Lundberg and PulteGroup know a thing or two about energy efficiency. The Arizona-based firm contributed 863 Energy Star-certified homes to the market.

"That translated to eliminating emissions from 863 vehicles, saving 3.3 million pounds of coal and planting 2,600 acres of trees," Lundberg said.

But tankless water heaters aren't cheap. If you're a homeowner looking to renovate your property but don't quite have the cash to implement all of your energy efficient desires, consider a home equity line of credit. This type of credit allows a homeowner a cash line to spend on remodeling projects, with the lender asking the borrower to put the home down as collateral to reduce risk.

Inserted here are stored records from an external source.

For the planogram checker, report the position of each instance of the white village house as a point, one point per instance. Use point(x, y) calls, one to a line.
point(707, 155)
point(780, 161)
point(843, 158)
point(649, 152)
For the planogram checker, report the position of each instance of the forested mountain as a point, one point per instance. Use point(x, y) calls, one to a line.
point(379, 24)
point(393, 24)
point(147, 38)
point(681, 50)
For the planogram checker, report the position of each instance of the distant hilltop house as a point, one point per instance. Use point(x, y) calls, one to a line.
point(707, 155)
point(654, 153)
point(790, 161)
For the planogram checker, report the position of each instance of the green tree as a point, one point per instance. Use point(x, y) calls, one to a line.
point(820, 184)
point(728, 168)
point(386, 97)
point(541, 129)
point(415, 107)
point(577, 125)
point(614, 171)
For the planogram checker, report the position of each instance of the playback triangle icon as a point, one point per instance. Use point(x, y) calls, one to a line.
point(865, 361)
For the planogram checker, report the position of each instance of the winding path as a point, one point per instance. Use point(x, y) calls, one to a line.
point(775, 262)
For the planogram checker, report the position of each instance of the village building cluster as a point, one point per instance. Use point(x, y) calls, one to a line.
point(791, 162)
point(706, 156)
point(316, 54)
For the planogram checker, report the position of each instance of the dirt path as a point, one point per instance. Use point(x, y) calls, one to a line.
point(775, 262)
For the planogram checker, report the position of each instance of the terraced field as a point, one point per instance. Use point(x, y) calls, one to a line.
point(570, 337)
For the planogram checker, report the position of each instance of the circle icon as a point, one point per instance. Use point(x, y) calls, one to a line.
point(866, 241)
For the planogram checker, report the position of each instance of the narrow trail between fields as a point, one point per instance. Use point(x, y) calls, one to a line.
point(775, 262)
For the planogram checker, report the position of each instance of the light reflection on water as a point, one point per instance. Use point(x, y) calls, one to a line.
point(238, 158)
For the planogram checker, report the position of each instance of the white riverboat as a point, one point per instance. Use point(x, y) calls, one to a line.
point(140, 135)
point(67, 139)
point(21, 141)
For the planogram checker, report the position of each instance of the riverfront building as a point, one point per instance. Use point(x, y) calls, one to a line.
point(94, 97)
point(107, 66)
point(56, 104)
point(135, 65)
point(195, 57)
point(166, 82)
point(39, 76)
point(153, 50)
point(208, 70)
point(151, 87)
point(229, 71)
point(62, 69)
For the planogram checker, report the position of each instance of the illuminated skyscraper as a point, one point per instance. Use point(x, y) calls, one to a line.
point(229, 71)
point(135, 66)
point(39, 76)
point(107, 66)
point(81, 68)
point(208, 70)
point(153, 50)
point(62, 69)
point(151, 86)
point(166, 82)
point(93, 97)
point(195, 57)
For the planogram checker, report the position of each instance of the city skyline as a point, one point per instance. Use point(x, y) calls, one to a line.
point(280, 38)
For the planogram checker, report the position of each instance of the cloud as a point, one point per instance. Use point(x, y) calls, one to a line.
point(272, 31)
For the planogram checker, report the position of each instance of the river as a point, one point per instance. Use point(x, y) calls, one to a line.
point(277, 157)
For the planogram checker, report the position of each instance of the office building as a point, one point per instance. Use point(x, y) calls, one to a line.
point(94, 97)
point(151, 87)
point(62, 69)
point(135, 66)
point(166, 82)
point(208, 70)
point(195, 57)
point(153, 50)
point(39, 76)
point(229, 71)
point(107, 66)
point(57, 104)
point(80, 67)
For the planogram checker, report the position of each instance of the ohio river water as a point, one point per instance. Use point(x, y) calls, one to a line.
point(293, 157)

However, a home equity line of credit isn't just for home renovations, though that seems to be the most popular route among homeowners. It also allows you to make a down payment on a car, repay student loan debt or meet various other financial needs.

According to Your West Valley, the typical American household spends as much as $500 per year on its water and sewer bill, though homeowners could save nearly $170 per year by retrofitting their properties with water-efficient fixtures while practicing ways to save on water usage.

Other ways to go green
Another way to cut energy costs is a programmable thermostat. Callahan said this appliance can "save about 10 percent on your heating bills and your cooling bills in the summer, so they pay for themselves literally in a matter of months."

Homeowners should also consider switching to compact fluorescent light bulbs and planting trees on their property to provide shade and wind protection.